A generalization of Burlet's theorem to cyclic quadrilaterals

 The Burlet's theorem is a result in Euclidean geometry, which can be formulated as follows:

Theorem 1. Consider triangle $ABC$ with $\angle{BCA}=\gamma$. Let $P$ be the point where the incircle touches side $AB$, and denote the lengths $AP$ and $BP$ as $m$ and $n$, respectively. Then

$$\Delta_0=mn\cot{\frac{\gamma}{2}},\tag{1}$$

A triangle $ABC$ with $AP=m$ and $BP=n$.

where $\Delta_0$ denotes the area of $ABC$. Note that when $\gamma=\frac{\pi}{2}$, then $\Delta_0=mn$.
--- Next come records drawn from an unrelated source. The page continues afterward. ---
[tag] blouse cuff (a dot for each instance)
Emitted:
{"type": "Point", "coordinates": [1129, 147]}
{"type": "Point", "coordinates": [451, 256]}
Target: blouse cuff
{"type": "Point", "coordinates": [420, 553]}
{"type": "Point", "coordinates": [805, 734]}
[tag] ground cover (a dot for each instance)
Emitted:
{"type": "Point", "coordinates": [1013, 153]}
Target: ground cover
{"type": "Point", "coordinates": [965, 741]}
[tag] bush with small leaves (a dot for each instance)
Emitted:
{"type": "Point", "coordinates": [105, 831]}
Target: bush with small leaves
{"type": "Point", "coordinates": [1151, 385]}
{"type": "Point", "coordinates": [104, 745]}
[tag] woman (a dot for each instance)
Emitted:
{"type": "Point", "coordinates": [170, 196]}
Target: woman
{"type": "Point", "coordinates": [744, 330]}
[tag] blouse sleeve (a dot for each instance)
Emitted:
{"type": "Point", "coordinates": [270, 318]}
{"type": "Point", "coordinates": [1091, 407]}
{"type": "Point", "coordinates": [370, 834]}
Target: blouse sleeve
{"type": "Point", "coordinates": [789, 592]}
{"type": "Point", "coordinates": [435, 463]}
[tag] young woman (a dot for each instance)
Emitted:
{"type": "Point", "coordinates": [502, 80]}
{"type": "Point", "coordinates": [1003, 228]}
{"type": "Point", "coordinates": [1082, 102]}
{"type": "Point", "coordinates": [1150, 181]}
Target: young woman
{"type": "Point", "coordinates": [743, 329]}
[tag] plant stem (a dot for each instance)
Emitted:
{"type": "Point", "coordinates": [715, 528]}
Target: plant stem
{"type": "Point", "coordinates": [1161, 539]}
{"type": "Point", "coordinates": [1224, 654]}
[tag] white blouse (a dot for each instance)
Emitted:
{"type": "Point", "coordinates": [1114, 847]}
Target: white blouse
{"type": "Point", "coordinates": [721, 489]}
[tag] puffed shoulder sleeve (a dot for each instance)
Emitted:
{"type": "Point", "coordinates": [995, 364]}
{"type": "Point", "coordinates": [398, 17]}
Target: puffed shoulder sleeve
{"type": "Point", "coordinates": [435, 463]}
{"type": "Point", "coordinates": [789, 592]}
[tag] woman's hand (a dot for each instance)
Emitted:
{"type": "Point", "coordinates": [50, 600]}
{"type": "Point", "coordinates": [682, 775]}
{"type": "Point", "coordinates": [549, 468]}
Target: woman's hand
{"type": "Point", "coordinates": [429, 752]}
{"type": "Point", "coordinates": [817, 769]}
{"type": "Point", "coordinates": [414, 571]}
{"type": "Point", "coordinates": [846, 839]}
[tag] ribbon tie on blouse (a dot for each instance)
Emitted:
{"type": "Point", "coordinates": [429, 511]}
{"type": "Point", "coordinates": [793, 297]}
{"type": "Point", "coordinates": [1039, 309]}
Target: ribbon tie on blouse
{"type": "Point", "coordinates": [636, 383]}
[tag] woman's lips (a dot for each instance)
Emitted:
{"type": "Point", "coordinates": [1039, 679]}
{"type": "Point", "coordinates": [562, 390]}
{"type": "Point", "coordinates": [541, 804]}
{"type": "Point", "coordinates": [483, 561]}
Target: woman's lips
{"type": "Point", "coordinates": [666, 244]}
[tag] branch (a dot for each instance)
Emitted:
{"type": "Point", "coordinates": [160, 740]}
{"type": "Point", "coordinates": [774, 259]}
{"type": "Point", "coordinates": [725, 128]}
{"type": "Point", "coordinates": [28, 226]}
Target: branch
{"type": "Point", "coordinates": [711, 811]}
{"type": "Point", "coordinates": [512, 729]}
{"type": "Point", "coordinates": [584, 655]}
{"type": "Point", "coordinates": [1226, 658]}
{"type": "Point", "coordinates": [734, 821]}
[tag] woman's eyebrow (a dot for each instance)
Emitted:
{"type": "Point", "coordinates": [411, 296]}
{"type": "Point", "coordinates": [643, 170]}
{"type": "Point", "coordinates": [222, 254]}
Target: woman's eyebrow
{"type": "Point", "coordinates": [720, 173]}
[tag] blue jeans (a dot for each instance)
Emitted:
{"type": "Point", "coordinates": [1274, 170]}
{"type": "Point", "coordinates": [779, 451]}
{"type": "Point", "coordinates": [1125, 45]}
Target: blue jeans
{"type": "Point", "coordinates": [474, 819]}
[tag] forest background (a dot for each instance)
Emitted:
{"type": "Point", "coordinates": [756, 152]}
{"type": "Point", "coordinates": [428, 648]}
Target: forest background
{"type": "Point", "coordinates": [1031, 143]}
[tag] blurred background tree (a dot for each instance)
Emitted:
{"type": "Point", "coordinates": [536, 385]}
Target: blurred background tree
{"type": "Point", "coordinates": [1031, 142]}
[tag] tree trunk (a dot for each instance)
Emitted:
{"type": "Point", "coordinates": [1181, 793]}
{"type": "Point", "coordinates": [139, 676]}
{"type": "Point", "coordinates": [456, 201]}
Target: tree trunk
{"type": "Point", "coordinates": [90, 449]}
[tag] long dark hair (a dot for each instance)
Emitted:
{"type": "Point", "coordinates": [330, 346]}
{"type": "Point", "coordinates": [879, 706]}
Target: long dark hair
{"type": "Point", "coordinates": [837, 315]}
We adopt unconventional notation to reduce the relation of Theorem 2 into the one referenced in $(1)$. Additionally, we denote $s$ the semiperimeter, applicable to both triangles and cyclic quadrilaterals.

Proof. Let $AB=a$, $BC=b$ and $AC=c$. By Heron's formula, we have

$$\begin{aligned}\Delta_0&=\sqrt{s(s-a)(s-b)(s-c)}\\&=\sqrt{s(s-a)(s-b)(s-c)}\color{red}{\sqrt{\frac{(s-b)(s-c)}{(s-b)(s-c)}}}\\&=(s-b)(s-c)\sqrt{\frac{s(s-a)}{(s-b)(s-c)}}.\end{aligned}$$

However, using half-angle formulas for a triangle, we can express $\cot{\frac{\gamma}{2}}$ as $\sqrt{\frac{s(s-a)}{(s-b)(s-c)}}$, where $m=(s-b)$ and $n=(s-c)$. This establishes the relationship mentioned in $(1)$.

$\square$

Theorem 2 (Generalization). Consider a cyclic quadrilateral $ABCD$ with side lengths $AB=a$, $BC=b$, $CD=c$, and $DA=d$. Additionally, let $\angle DAB = \alpha$. In this context, the following relation is valid:

$$\Delta_1=(s-a)(s-d)\cot{\frac{\alpha}{2}},\tag{2}$$

A cyclic quadrilateral $ABCD$.

where $\Delta_1$ denotes the area of $ABCD$.

Proof. Similar to how we proceeded in theorem 1, using the Brahmagupta's formula, we have

$$\begin{aligned}\Delta_1&=\sqrt{(s-a)(s-b)(s-c)(s-d)}\\&=\sqrt{(s-a)(s-b)(s-c)(s-d)}\color{red}{\sqrt{\frac{(s-a)(s-d)}{(s-a)(s-d)}}}\\&=(s-a)(s-d)\sqrt{\frac{(s-b)(s-c)}{(s-a)(s-d)}}.\end{aligned}$$

Now, invoking the half-angle formulas for cyclic quadrilaterals, we have that $\cot{\frac{\alpha}{2}}=\sqrt{\frac{(s-b)(s-c)}{(s-a)(s-d)}}$, from which the relation $(2)$ is deduced.

$\square$

Let $\angle{BCD}=\gamma$ and assume that $d=0$. We have that $\alpha=\pi-\gamma$, so substituting in $(2)$, 

When $d=0$, by the alternate segment theorem, $\alpha=\pi-\gamma$.

$$\begin{aligned}\Delta_1&=(s-a)(s-0)\cot{\left(\frac{\pi-\gamma}{2}\right)}\\&=s(s-a)\tan{\frac{\gamma}{2}}\\&=s(s-a)\sqrt{\frac{(s-b)(s-c)}{s(s-a)}}\color{red}{\sqrt{\frac{(s-b)(s-c)}{(s-b)(s-c)}}}\\&=(s-b)(s-c)\sqrt{\frac{s(s-a)}{(s-b)(s-c)}}\\&=(s-b)(s-c)\cot{\frac{\gamma}{2}},\end{aligned}$$

which is Burlet's theorem for a triangle since $m=(s-b)$ and $n=(s-c)$.

Remark. A. Burlet (Dublin) presented this theorem as a problem in the Nouvelles annales de mathématiques, Vol. 15, 1856, p. 290. Consequently, the theorem might have derived its name from him.